Politicians misspeak and confuse things all the time. But Trump has habitually taken that to a new level, packaging incorrect information in an air of certainty that would have his supporters believe just about anything. Call us old fashioned, but if you’re going to declare that someone is “weak and ineffective,” it might be good to actually know who they are.
He attempts to criticize and stoke fear about a rival Democratic politician, but cannot even get basic facts about that person correct. In his world, it doesn’t seem to matter if you know what you’re talking about, as long as your words are delivered confidently and absolutely. In other words: Speak loudly, and hope your falsehoods stick (our apologies to Teddy Roosevelt).
We know that Trump has been familiar with Mills for some time, given that he compared her to a dictator several years ago for how she managed the state’s economic reopening during the COVID-19 pandemic. But for all his over-the-top language about Mills, he seems to lack a basic understanding about who she is.
Setting aside the apparent misogyny of a default assumption that leaders are men, if Trump doesn’t know or remember that Maine’s governor is a woman, what else doesn’t he know or remember? Plenty, it turns out.
As just one example, he falsely insisted during the call on Monday that Mills wants to “resettle 75,000 migrants into Maine.” That claim, as we’ve explained here previously, is a blatant misrepresentation of a state goal to grow Maine’s workforce by 75,000 people over 10 years. Those 75,000 new people would almost surely include immigrants from other countries, but would also include Mainers joining the workforce for the first time, Mainers returning to the workforce or people moving here from other states. The attempts to conflate this number with migrant resettlement, now echoed by Trump, use a real number to manufacture a false critique.
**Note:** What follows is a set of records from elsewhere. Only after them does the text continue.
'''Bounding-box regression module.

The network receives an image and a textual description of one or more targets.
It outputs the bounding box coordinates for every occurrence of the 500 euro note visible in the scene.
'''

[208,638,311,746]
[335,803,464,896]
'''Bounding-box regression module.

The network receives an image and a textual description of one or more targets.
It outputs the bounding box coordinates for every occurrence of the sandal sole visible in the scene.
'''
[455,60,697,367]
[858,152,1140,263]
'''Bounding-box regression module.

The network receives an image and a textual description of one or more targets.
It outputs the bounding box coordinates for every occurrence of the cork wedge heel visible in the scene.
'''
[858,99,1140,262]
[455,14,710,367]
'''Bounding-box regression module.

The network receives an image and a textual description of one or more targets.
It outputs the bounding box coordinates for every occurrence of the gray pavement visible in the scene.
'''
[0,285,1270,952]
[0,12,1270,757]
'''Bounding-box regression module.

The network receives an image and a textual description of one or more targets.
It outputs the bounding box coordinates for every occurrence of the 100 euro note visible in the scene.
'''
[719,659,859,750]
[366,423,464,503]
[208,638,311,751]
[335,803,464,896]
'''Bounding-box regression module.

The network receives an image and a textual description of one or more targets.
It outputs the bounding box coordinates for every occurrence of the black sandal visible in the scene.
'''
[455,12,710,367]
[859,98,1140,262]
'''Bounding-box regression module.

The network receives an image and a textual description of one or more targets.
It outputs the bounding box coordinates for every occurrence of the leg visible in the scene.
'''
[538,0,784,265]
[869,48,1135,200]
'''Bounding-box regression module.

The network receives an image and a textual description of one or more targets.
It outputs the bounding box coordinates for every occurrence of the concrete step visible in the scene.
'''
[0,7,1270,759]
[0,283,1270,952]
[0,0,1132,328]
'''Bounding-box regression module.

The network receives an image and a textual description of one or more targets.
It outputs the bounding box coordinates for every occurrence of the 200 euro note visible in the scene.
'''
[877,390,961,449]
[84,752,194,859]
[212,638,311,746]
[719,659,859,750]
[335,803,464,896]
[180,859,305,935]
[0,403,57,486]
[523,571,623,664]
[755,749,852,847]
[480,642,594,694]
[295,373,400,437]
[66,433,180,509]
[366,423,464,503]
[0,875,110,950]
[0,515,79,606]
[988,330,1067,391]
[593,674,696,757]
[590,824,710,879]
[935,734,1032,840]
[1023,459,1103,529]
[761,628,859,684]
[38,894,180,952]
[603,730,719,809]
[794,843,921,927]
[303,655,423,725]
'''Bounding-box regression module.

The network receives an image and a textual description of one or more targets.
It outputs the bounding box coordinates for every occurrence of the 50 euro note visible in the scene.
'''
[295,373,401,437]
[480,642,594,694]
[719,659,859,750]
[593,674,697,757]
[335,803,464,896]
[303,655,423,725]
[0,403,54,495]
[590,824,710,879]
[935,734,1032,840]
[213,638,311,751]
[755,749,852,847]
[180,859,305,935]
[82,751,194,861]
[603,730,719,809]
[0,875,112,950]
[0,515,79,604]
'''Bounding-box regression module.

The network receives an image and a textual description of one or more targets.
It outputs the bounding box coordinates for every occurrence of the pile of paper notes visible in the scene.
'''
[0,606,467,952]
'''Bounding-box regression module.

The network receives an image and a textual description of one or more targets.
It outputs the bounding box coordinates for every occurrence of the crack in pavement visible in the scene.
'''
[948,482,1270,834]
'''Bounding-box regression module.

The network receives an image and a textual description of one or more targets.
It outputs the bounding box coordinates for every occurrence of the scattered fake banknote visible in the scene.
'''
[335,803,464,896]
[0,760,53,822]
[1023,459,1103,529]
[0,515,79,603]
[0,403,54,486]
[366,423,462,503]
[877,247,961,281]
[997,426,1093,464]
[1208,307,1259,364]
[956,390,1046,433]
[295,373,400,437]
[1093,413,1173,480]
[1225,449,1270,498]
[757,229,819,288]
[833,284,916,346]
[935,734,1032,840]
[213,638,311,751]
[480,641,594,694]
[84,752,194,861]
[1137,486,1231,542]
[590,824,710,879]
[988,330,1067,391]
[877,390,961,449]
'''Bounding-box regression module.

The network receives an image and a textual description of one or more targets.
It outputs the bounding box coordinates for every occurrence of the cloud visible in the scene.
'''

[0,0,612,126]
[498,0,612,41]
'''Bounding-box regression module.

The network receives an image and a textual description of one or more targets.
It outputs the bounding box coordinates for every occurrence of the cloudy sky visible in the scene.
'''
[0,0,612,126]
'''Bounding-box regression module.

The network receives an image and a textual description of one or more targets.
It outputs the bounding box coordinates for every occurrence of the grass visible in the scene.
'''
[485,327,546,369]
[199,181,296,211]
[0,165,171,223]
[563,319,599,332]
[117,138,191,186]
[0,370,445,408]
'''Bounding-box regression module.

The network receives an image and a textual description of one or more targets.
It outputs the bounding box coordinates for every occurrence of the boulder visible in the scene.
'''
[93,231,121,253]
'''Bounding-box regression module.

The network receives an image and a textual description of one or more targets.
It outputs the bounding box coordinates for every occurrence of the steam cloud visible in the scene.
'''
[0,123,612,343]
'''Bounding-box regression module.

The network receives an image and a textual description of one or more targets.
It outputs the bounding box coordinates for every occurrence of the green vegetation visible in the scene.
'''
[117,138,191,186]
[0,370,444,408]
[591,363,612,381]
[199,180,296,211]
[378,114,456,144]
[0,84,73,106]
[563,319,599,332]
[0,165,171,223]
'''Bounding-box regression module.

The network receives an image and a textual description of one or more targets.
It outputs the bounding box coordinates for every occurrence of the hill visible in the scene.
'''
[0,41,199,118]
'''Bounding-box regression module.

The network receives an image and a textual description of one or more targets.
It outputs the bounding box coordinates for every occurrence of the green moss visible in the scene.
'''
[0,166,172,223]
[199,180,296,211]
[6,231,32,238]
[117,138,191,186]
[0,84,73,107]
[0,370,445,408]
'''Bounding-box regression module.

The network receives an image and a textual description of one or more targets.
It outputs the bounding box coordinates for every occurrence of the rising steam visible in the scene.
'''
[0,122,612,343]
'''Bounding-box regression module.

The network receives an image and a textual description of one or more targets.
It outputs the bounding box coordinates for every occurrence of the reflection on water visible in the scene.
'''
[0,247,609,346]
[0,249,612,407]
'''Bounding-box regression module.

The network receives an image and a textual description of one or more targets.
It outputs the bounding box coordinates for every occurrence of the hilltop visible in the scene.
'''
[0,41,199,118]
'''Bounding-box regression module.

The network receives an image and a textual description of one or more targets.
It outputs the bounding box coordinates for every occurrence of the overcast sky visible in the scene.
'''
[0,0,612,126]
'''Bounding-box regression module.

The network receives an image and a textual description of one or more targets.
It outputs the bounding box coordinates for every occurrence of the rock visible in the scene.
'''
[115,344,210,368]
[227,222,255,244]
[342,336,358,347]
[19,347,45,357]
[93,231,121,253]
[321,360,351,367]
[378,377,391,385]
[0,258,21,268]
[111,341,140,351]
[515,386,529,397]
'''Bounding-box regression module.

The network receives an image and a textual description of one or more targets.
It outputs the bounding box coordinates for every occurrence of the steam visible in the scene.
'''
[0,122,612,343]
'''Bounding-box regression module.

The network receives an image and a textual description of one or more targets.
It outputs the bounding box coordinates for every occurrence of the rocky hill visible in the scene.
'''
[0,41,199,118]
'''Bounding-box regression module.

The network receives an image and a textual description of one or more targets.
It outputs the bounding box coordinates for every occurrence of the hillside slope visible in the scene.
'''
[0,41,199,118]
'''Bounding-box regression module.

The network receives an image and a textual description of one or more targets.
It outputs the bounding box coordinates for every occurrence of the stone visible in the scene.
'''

On this call and on the campaign trail, Trump piles falsehoods and ignorance on top of each other, and shrouds them with a relentless confidence that would have you believe him without question. His mistakes and misrepresentations on this call with Maine supporters should stand as an insightful if unsurprising peek behind the Trump curtain. In his world, it doesn’t matter if you’re accurate, it just matters how loudly and confidently you can declare something.
But here in the real world, the world that we must share and shape together, accuracy should still matter. It should matter if someone has a command of basic facts, especially if they want to be commander in chief.